Powerful words to the women and girls of South Africa facing gender-based violence from Meghan: “I’m here with you as a mother, a wife, a woman, a woman of colour, as your sister” #RoyalVisitSouthAfrica#sussexroyaltour pic.twitter.com/ANhaxzIDOb
— Emily Nash (@emynash) September 23, 2019
Royal watchers will remember that when Meghan and Harry arrived in South Africa, Meghan’s first speech during their 10-day royal tour addressed violence against women and girls. She and Harry visited The Justice Desk, which offers self-defence training for women and girls in Cape Town. The organization’s motto is wathint’abafazi wathint’imbokodo,” which means, “when you strike a woman, you strike a rock” in Xhosa.
“The rights of women and girls is something that is very close to my heart, and the cause I have spent the majority of my life advocating for because I know that when women are empowered, the entire community flourishes,” Meghan said at the beginning of her speech.
“I read a quote a few weeks ago and it resonated with me as I’ve been watching what’s been happening here and your efforts. Maya Angelou, the legendary poet and civil rights activist, once said, ‘Each time a woman stands up for herself, without knowing it, possibly without claiming it, she stands up for all women.’”
Harry spent Sept. 26 in Botswana, where he planted trees with children at Chobe National Park, and was given a demonstration by the Botswana Defence Forces about how they are dealing with poaching in the area.
On Sept. 27, he travelled to Angola, where he followed in his late mother Princess Diana’s footsteps by walking through a minefield in Dirico. He later visited the site of her famous 1997 walk through a minefield in Huambo.
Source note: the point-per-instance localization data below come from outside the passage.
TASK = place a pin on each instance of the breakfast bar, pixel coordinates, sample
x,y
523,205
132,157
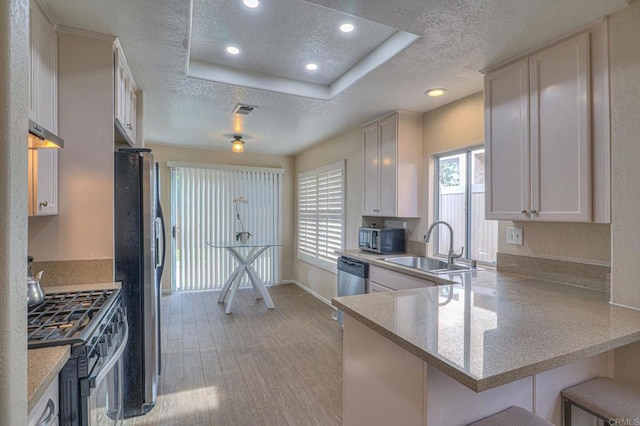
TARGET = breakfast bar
x,y
455,353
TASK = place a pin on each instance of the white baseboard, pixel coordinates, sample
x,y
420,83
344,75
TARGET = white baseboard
x,y
310,291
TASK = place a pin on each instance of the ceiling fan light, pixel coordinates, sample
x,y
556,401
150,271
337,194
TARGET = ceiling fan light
x,y
237,144
436,92
252,4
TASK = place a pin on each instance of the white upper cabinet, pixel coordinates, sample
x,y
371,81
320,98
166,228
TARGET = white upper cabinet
x,y
43,182
539,143
43,109
507,164
125,97
391,165
560,132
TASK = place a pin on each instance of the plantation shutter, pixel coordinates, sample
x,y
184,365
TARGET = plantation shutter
x,y
321,214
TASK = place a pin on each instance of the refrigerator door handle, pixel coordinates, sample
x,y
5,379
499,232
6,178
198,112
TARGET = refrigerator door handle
x,y
159,231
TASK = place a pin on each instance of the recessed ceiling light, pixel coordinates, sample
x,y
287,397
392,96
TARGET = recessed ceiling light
x,y
252,4
436,92
347,28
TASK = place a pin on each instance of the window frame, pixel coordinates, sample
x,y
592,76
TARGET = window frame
x,y
316,260
468,188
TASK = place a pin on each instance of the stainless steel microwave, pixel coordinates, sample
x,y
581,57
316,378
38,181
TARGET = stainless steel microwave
x,y
381,240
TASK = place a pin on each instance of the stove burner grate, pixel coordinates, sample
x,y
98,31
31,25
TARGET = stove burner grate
x,y
66,318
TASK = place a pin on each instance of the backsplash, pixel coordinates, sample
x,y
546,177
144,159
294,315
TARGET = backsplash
x,y
69,272
587,275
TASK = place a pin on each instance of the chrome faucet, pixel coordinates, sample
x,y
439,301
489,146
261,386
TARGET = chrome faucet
x,y
451,256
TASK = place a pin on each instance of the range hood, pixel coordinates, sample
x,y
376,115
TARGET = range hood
x,y
39,137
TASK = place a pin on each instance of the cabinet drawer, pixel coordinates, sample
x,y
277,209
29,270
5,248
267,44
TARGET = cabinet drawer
x,y
43,409
396,280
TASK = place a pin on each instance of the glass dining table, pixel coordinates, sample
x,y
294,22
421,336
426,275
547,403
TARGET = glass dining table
x,y
245,255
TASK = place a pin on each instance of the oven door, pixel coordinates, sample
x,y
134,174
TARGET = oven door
x,y
105,403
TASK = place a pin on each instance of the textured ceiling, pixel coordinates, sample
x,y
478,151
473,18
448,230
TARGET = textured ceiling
x,y
458,38
281,37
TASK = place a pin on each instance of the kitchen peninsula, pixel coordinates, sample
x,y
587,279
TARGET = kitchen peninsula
x,y
455,353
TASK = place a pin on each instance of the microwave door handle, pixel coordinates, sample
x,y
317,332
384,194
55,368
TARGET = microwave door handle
x,y
95,380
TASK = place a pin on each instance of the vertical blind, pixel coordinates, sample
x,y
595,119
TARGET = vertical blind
x,y
204,212
321,214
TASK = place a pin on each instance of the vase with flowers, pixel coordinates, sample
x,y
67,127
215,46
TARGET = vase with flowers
x,y
242,236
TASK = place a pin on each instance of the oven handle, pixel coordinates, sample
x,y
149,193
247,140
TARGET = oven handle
x,y
51,408
95,380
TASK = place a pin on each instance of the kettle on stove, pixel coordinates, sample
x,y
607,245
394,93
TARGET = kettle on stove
x,y
35,293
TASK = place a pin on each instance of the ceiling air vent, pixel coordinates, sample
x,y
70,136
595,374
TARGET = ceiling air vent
x,y
243,109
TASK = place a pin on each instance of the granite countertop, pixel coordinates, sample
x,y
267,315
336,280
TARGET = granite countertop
x,y
44,366
80,287
45,363
487,328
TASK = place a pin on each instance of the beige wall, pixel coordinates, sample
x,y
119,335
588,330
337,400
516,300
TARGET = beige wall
x,y
14,72
83,228
624,33
624,57
164,153
347,146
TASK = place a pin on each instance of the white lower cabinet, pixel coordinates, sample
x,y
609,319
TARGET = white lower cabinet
x,y
374,287
384,384
381,279
45,412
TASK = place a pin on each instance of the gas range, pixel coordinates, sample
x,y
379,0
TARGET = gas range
x,y
69,318
94,324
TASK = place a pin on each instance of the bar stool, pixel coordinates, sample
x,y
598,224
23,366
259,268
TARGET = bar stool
x,y
513,416
604,398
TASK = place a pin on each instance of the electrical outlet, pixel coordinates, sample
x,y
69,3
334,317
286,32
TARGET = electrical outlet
x,y
514,235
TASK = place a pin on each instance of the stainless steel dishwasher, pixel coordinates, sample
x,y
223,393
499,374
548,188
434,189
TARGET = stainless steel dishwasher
x,y
352,279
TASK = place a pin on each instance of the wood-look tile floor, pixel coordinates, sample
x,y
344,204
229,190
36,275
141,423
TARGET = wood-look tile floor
x,y
253,367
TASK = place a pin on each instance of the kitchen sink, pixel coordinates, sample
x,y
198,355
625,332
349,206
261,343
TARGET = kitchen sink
x,y
427,264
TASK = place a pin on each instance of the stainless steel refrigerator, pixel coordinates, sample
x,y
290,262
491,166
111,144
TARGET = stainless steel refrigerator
x,y
139,261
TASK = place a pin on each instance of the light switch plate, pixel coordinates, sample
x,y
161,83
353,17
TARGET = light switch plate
x,y
514,236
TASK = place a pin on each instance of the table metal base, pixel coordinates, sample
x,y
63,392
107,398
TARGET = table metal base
x,y
234,280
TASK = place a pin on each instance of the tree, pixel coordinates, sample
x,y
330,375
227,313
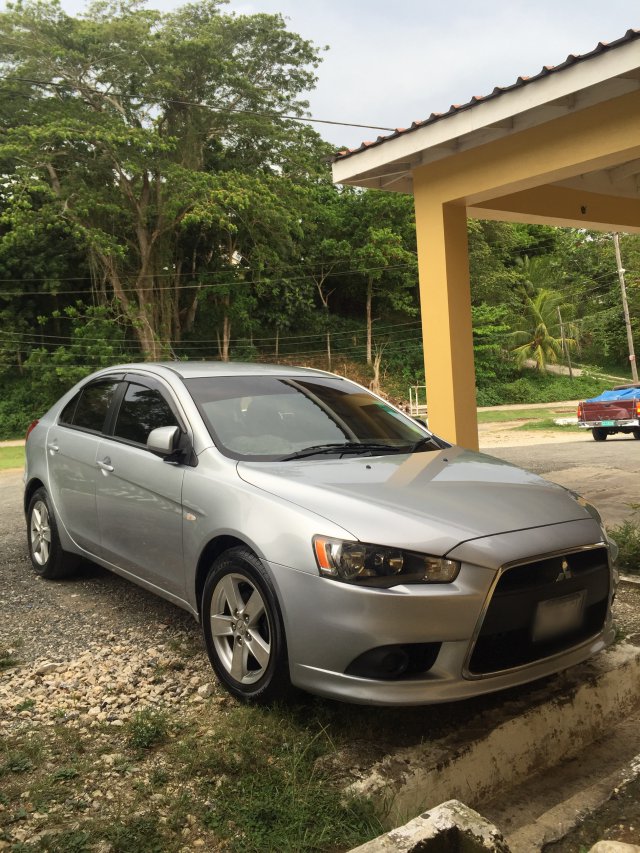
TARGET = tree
x,y
540,340
125,108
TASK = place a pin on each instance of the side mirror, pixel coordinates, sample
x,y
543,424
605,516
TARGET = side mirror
x,y
164,440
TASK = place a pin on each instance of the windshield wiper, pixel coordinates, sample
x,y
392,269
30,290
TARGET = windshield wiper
x,y
423,443
345,447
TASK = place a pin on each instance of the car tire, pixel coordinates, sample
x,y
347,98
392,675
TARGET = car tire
x,y
243,629
47,557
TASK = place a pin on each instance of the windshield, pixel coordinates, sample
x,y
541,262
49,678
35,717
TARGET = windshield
x,y
269,418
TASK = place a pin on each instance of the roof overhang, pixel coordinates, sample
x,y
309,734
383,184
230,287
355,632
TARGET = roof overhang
x,y
608,72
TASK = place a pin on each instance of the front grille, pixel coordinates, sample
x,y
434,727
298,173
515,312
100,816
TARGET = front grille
x,y
506,637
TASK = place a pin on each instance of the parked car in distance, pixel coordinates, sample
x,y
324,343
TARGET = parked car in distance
x,y
613,411
323,539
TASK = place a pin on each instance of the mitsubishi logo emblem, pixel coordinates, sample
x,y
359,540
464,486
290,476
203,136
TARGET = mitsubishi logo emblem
x,y
565,572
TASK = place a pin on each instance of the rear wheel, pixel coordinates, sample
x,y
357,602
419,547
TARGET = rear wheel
x,y
243,628
47,557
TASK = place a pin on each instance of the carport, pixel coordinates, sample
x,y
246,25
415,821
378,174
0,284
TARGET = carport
x,y
559,148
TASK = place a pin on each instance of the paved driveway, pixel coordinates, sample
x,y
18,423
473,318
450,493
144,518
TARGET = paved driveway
x,y
606,473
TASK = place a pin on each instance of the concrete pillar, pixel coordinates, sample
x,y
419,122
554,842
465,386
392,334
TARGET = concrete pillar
x,y
445,304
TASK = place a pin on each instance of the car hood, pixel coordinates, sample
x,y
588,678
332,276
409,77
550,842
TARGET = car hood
x,y
432,500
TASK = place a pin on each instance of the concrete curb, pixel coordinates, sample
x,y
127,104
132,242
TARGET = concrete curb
x,y
569,712
450,826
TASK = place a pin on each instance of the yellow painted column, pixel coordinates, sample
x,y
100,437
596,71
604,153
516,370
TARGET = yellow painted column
x,y
445,304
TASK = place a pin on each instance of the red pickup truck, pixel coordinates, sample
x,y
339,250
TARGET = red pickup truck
x,y
613,411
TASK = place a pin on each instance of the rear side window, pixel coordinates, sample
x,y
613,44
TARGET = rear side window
x,y
88,409
142,410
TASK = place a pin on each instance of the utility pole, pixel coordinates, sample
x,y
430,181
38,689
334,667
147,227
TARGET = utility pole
x,y
625,307
565,345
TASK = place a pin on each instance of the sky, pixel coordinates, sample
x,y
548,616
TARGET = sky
x,y
391,62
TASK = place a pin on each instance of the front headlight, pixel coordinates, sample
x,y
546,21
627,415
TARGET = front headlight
x,y
377,565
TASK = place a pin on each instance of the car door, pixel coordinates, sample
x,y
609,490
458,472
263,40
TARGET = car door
x,y
72,446
138,494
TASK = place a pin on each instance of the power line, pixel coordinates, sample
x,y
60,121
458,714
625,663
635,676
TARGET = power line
x,y
263,114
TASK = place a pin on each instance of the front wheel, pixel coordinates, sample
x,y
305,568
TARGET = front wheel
x,y
47,557
243,628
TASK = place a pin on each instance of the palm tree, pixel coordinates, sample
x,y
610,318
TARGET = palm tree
x,y
540,340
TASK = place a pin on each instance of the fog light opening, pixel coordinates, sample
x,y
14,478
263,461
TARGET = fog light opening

The area is now a bustling street named after her, with shops, homes and schools.
The 35-year-old then travelled to an orthopedic hospital Diana visited in the city and renamed it in her honour before he went to the capital of Luanda and reunited with Sandra Tigica, a landmine survivor who met his mother in Angola when she was just 16 years old and has since named one of her children after Diana.
Harry will return to South Africa in October, and will reunite with Meghan for a series of engagements on Oct. 1 before their tour wraps the next day.